In signing the HHS Climate Pledge, GLFHC became the first Federally Qualified Health Center to join. Working with GLFHC leadership, the PHCCC connected the clinic with industry experts to understand how best practices could be applied at GLFHC. As of late 2023, the clinic has signed a contract with an industry-leading group to design and implement a coherent sustainability strategy. The PHCCC continues to be directly involved in this process and is advocating for other changes throughout the clinic system, such as green energy sourcing and extreme weather planning.

With the help of GLFHC’s CEO, the residents of the PHCCC connected with the environmental division of Massachusetts Senator Edward Markey’s legislative team regarding his and Representative Ro Khanna’s Green New Deal for Health. This bill proposes to put into law the vision of the PHCCC and like-minded advocates to promote climate resiliency. The PHCCC was given the opportunity to offer its suggestions for changes to the bill before its introduction and plans to continue to advocate for health systems sustainability with local, state, and federal representatives in the future.

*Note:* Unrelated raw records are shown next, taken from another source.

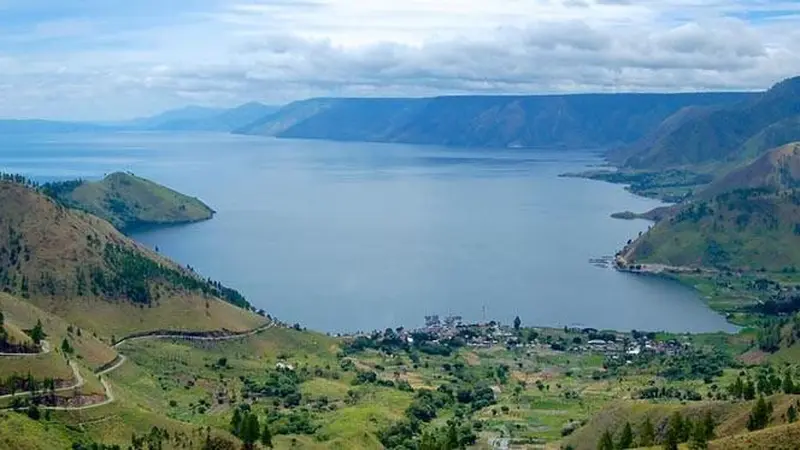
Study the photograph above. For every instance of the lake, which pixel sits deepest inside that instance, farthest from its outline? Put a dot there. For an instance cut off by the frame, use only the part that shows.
(358, 236)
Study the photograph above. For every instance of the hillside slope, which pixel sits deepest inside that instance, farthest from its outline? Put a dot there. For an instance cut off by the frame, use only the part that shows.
(719, 135)
(71, 263)
(749, 219)
(575, 121)
(128, 201)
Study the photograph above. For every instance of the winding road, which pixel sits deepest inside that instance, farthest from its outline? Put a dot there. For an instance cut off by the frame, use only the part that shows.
(120, 360)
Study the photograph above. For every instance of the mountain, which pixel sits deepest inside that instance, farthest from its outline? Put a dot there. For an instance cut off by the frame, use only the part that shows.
(574, 121)
(722, 134)
(748, 219)
(82, 269)
(196, 118)
(128, 201)
(174, 117)
(776, 170)
(45, 126)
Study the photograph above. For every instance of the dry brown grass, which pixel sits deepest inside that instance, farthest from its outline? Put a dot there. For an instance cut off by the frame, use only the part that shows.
(61, 241)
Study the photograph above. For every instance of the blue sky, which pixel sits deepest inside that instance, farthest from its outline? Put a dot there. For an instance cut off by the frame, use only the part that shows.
(110, 59)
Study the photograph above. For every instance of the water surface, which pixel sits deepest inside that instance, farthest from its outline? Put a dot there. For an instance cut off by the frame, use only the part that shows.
(354, 236)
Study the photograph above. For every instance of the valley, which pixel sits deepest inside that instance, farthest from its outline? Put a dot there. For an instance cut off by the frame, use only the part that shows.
(107, 343)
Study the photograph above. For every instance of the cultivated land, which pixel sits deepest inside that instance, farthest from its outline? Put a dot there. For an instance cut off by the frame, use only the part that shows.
(110, 344)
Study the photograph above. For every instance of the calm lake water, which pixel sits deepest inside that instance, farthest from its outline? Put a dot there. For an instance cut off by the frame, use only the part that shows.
(353, 236)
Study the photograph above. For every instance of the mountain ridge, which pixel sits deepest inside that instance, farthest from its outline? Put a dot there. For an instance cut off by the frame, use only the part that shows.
(68, 262)
(572, 121)
(726, 134)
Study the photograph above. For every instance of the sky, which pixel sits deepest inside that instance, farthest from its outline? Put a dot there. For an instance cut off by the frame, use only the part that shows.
(111, 59)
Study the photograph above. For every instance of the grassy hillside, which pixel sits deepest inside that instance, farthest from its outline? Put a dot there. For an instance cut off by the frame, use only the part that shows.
(777, 170)
(730, 419)
(575, 121)
(747, 230)
(79, 267)
(128, 201)
(748, 219)
(722, 135)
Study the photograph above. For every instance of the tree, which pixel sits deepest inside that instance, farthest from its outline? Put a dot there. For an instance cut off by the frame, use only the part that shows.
(699, 437)
(266, 436)
(788, 383)
(606, 441)
(452, 437)
(737, 388)
(709, 425)
(675, 431)
(250, 431)
(37, 333)
(749, 392)
(647, 434)
(626, 438)
(236, 423)
(66, 348)
(760, 415)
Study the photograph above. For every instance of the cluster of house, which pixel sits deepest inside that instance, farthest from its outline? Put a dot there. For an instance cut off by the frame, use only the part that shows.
(624, 345)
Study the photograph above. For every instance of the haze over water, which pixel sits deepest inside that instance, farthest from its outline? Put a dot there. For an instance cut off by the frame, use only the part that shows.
(356, 236)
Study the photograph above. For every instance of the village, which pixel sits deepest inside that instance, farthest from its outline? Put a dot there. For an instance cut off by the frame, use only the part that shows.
(452, 331)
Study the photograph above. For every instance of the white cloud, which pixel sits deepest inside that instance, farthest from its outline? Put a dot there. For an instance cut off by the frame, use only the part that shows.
(98, 62)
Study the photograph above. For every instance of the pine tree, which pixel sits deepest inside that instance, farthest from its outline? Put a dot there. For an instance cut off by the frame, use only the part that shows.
(66, 348)
(647, 434)
(626, 438)
(699, 438)
(708, 426)
(675, 432)
(236, 423)
(266, 436)
(749, 392)
(760, 415)
(452, 437)
(250, 431)
(606, 442)
(37, 333)
(737, 388)
(788, 383)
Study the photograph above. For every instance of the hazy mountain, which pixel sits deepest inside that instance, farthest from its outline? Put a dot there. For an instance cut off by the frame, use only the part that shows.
(722, 134)
(128, 201)
(576, 121)
(45, 126)
(198, 118)
(79, 266)
(747, 219)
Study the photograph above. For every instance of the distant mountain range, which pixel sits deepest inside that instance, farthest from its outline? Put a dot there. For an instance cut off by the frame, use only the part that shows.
(719, 134)
(198, 118)
(190, 118)
(45, 126)
(572, 121)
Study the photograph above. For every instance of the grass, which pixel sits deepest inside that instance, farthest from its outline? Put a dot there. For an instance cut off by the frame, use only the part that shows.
(18, 432)
(128, 201)
(54, 248)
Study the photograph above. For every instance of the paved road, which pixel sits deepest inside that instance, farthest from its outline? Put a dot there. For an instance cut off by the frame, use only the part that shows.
(109, 394)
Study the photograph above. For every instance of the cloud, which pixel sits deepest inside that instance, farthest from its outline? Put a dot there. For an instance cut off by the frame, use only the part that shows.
(108, 60)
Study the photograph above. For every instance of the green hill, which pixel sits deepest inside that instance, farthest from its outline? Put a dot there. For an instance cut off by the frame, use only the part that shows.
(720, 134)
(572, 121)
(128, 201)
(79, 267)
(748, 219)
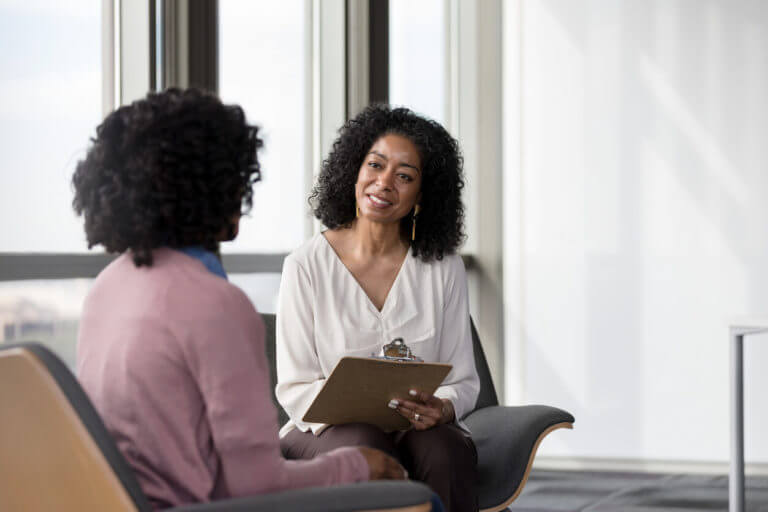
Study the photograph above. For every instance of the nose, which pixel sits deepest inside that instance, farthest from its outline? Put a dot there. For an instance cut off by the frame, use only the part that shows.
(385, 179)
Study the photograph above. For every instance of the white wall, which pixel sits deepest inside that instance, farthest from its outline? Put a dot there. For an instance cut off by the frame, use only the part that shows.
(637, 172)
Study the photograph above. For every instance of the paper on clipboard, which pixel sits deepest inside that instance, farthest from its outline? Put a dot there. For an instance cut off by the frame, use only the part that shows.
(359, 389)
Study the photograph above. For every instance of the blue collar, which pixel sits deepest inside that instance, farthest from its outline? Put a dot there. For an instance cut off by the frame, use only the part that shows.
(207, 258)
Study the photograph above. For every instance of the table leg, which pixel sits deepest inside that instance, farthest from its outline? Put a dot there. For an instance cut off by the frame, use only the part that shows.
(736, 480)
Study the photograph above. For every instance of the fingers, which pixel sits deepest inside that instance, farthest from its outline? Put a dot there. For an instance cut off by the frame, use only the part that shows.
(426, 398)
(421, 416)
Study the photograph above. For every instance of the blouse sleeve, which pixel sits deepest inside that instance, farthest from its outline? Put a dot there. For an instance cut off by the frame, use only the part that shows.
(230, 366)
(462, 384)
(299, 376)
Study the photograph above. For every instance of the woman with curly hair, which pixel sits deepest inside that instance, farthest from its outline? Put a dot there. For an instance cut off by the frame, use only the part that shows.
(386, 267)
(170, 353)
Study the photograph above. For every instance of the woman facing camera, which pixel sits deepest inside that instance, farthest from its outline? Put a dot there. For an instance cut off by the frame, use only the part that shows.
(386, 268)
(170, 353)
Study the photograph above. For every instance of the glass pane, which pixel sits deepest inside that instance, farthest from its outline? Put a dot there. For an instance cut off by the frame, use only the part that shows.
(417, 56)
(45, 311)
(50, 104)
(263, 67)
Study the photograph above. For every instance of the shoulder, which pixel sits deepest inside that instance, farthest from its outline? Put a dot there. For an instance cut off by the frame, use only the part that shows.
(450, 268)
(199, 289)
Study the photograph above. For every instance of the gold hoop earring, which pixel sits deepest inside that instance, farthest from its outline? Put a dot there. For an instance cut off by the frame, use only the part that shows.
(413, 229)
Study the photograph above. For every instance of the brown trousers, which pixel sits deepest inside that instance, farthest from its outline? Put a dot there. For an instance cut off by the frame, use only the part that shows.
(443, 457)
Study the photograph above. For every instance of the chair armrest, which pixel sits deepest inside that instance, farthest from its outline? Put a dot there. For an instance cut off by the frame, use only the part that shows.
(506, 439)
(378, 495)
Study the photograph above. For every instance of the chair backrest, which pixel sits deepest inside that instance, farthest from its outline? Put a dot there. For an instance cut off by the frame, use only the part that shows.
(56, 452)
(487, 396)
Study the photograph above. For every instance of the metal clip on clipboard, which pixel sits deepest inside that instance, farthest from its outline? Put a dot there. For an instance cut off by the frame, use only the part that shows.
(397, 350)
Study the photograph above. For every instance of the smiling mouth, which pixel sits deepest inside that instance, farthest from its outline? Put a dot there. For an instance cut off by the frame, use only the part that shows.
(378, 202)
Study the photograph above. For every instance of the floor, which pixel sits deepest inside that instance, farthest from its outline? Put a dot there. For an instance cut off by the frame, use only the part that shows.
(571, 491)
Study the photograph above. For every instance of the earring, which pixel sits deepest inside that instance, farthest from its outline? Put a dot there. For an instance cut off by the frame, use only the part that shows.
(413, 229)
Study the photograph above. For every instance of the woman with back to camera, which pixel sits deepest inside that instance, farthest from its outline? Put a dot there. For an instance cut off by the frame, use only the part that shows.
(170, 353)
(386, 267)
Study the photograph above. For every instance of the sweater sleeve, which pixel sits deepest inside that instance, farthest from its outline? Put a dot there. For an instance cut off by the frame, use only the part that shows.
(229, 364)
(299, 376)
(462, 384)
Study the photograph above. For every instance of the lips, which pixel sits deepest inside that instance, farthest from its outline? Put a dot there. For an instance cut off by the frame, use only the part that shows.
(378, 202)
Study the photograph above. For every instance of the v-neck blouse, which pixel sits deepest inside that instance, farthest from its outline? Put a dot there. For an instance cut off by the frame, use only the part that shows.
(323, 314)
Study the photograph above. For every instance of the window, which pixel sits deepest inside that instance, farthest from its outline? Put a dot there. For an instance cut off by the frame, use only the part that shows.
(50, 102)
(264, 66)
(418, 68)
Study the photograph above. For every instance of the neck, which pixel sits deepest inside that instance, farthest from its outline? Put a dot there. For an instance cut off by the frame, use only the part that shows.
(376, 239)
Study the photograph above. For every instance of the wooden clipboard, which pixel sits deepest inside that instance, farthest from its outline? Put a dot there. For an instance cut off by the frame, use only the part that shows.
(359, 389)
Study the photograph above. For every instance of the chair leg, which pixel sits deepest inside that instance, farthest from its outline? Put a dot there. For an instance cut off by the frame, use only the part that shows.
(503, 506)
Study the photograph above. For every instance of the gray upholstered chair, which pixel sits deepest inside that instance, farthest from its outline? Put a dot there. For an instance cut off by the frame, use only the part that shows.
(56, 454)
(506, 437)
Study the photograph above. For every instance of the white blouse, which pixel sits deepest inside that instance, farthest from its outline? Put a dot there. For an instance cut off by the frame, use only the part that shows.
(323, 314)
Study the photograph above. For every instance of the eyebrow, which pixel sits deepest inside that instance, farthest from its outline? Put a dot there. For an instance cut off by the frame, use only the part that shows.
(387, 159)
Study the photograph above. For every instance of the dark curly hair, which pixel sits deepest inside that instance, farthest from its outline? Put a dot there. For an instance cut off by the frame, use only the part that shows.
(170, 170)
(440, 224)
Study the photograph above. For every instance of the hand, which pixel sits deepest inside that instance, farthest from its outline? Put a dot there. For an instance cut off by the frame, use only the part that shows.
(424, 410)
(382, 466)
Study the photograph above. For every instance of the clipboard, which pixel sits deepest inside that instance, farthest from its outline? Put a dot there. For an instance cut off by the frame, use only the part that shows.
(359, 389)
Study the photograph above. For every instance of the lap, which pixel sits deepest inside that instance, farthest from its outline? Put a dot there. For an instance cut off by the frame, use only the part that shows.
(305, 445)
(443, 441)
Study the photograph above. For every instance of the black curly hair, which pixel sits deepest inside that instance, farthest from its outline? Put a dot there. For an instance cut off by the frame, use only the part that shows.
(170, 170)
(440, 224)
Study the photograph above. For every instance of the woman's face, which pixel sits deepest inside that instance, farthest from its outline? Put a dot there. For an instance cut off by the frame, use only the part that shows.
(389, 180)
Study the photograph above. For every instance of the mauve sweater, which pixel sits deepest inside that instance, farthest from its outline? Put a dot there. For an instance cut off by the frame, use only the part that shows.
(172, 356)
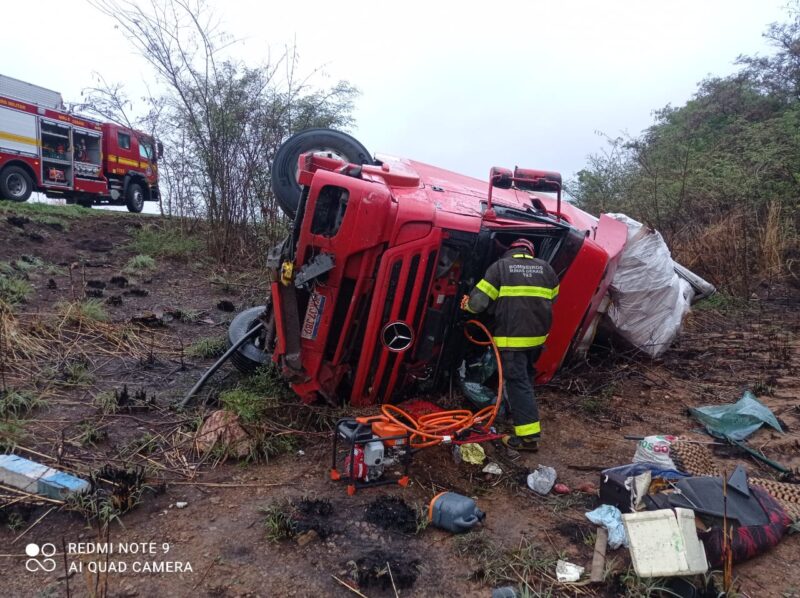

Resident physicians today will face more climate-related challenges for their patients, their practices, and themselves than any prior generation of physicians, regardless of specialty. Resident-led initiatives have been key to improving residency education and advocacy for many emerging health issues; climate health is the same. As evidenced by the work of LFMR’s PHCCC, residents can be powerful motivators for change when appropriately supported by their faculty and institution. The successes of our PHCCC make a strong case for institutions actively collaborating with their residents to address their programs’ unique needs for climate education. Our experience highlights that advocacy outside the clinical environment is an important part of that education. As the PHCCC model demonstrates, resident-led actions can inspire change, while fostering inter-residency and inter-institution collaboration to meet urgent climate health challenges.

The authors would like to acknowledge the members of the GLFHC leadership, operations, and administrative teams, as well as the LFMR and LGH faculty and residents who have been instrumental in achieving climate goals. They would like to acknowledge and thank the Lawrence community organizations for their collaboration and tireless efforts to make the city of Lawrence more sustainable.